From: www.itworld.com

P2P Net security depends on the strength of your 'reputation'

by P.J. Connolly

March 19, 2001 —

 

I AM SO TIRED of hearing about peer-to-peer networking as The Next Big Thing. I can understand the interest in the fate of Napster and similar services because what's at stake in the Napster case is nothing less than the future of intellectual property. But p-to-p networking brings as many problems as it does solutions, and businesses should treat it with extreme caution.

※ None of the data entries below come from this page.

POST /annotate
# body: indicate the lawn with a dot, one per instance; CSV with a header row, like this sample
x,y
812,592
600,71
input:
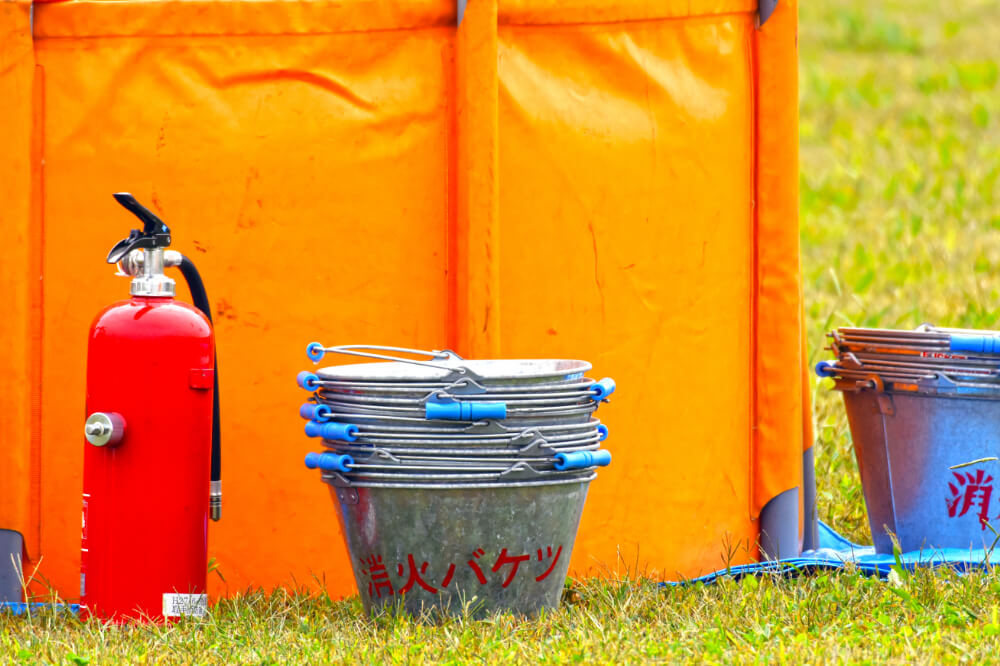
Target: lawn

Frankly, I don't see how to get past some basic security issues without reinventing the network operating system. P-to-p offers a lot of potential in the consumer space, but until some basic security and trust issues get resolved, I have to treat it as "toy technology" for businesses.

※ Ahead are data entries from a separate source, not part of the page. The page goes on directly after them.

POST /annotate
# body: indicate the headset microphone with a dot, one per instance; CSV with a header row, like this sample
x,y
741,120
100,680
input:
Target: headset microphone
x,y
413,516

Before I climb fully onto my soapbox, I want to say that Napster, Gnutella, and their ilk are vehicles for theft, not necessarily by design, but unless you own the rights to a composition, accessing it or making it available to one of these services is a slam-dunk violation of copyright.

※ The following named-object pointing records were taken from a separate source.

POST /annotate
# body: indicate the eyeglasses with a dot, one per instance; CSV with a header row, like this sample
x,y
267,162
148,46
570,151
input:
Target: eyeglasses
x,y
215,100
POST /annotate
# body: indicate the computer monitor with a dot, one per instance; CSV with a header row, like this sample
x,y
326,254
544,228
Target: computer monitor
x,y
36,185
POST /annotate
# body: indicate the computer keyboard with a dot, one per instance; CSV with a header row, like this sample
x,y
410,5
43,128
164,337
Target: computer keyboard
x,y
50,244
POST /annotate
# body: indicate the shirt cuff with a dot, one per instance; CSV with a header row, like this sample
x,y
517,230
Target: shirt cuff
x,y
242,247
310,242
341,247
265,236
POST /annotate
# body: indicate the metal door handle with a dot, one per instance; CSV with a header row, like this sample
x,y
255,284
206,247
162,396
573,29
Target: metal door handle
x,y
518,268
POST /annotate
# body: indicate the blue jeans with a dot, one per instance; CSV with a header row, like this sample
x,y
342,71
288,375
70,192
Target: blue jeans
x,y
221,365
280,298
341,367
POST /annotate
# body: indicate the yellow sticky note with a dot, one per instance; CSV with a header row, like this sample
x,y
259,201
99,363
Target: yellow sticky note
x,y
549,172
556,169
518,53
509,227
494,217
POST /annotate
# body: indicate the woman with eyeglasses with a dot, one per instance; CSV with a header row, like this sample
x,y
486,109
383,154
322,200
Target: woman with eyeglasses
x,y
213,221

Some of the so-called benefits of peering are going to be difficult to achieve in practice. For example, file sharing is old news, and I'm one of those prickly old-fashioned types who doesn't like to allow corporate files on this side of the firewall to be world-readable. Once you start building in access controls, you have a primitive network operating system. We have enough of those already.

Even the idea of glomming onto spare CPU cycles for number-crunching tasks is one that leaves me skeptical. "Vampiring" desktop resources requires that implementers have a good feel for how the user's applications -- which, after all, are the reason for buying the computer in the first place -- use them. Notwithstanding the obvious concerns about who decides what resources get tapped and when, vampiring creates a surefire back door into a computer that the user often can't control. I've heard the arguments about leveraging underused resources, but security concerns trump just about everything in my world.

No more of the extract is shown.